Understand Table Statistics Using pg_stat_all_tables

Database monitoring, performance tuning and query optimization are critical operations for maintaining an efficient database system. A key component in PostgreSQL for this purpose is the pg_stat_all_tables view.

pg_stat_all_tables offers real time statistics on table activities such as number of sequential and index scans performed on a table, updates, deletes, inserts, and more. It also offers information on dead tuples along with vacuum and analyze stats which enables DB admins to make data-driven decisions. Here’s a table detailing the columns in the pg_stat_all_tables:

Column Name	Description
relid	The Object Identifier (OID) of the table.
schemaname	The name of the schema that contains the table.
relname	The name of the table.
seq_scan	Total no of sequential scans count on this table
last_seq_scan(Introduced in PG16)	The time of the last sequential scan on this table, based on the most recent transaction stop time.
seq_tup_read	The number of tuples read by sequential scans.
idx_scan	The number of index scans initiated on this table.
last_idx_scan(Introduced in PG16)	The time of the last index scan on this table, based on the most recent transaction stop time. It doesn’t provide information of which index was used during the latest scan.
idx_tup_fetch	The number of tuples fetched by index scans.
n_tup_ins	The number of tuples inserted into the table.
n_tup_upd	The number of tuples updated in the table.
n_tup_del	The number of tuples deleted from the table.
n_tup_hot_upd	The number of tuples ‘HOT’ updated (Heap-Only Tuples).
n_live_tup	The estimated number of live tuples in the table.
n_dead_tup	The estimated number of dead tuples in the table.
n_mod_since_analyze	The number of tuples modified since the last analyze operation.
n_ins_since_vacuum	Estimated number of rows inserted since this table was last vacuumed
last_vacuum	The timestamp of the last vacuum operation performed on this table.
last_autovacuum	The timestamp of the last automatic vacuum operation performed on this table.
last_analyze	The timestamp of the last analyze operation performed on this table.
last_autoanalyze	The timestamp of the last automatic analyze operation performed on this table.
vacuum_count	The number of times this table has been manually vacuumed.
autovacuum_count	The number of times this table has been auto-vacuumed.
analyze_count	The number of times this table has been manually analyzed.
autoanalyze_count	The number of times this table has been auto-analyzed.

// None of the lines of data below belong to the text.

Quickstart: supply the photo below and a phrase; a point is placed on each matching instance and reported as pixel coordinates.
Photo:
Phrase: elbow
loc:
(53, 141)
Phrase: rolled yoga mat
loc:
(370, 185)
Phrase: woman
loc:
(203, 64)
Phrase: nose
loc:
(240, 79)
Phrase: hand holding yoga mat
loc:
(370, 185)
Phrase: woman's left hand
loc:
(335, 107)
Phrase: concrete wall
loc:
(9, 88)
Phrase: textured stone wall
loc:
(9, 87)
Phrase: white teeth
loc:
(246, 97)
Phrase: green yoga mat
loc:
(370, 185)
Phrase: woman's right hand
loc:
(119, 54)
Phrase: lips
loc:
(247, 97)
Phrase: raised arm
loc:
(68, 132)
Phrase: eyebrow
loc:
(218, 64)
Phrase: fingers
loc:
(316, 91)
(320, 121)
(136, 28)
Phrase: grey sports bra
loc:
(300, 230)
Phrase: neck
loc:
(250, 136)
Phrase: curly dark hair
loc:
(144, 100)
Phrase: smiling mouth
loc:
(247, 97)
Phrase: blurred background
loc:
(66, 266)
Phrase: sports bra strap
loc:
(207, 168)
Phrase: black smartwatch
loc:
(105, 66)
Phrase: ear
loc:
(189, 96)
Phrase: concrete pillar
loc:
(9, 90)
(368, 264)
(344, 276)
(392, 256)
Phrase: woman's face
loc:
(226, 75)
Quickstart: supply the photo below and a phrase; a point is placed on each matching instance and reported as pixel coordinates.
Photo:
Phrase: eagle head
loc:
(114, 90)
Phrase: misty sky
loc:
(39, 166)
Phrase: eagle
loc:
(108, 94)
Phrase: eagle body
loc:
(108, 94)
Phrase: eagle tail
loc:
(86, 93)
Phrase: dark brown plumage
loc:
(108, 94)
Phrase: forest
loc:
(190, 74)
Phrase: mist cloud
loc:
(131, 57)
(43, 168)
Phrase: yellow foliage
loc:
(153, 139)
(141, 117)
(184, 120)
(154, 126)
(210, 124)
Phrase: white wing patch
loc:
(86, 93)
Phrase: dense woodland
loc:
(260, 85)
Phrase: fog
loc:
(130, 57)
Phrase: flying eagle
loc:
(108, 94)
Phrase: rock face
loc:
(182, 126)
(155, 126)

For more detailed information, you can refer to PostgreSQL’s official documentation on monitoring statistics views: Monitoring Stats Views.

1: How to identify tables with the highest frequency of sequential scans in a PostgreSQL database?

SELECT

schemaname,

relname,

Seq_scan,

idx_scan

seq_tup_read,

seq_tup_read / seq_scan as avg_seq_read

FROM

pg_stat_all_tables

WHERE

seq_scan > 0

AND

schemaname not in (‘pg_catalog’,’information_schema’)

ORDER BY

Avg_seq_read DESC

LIMIT 10;

This query will list the top 10 tables based on the average number of tuples read in sequential scans (avg_seq_read). We can also change the orderby clause to seq_scan parameter. Observing a high number of sequential scans with a low count of index scans on a table could indicate that the table may benefit from indexing, especially if the queries executed on this table frequently use WHERE clauses.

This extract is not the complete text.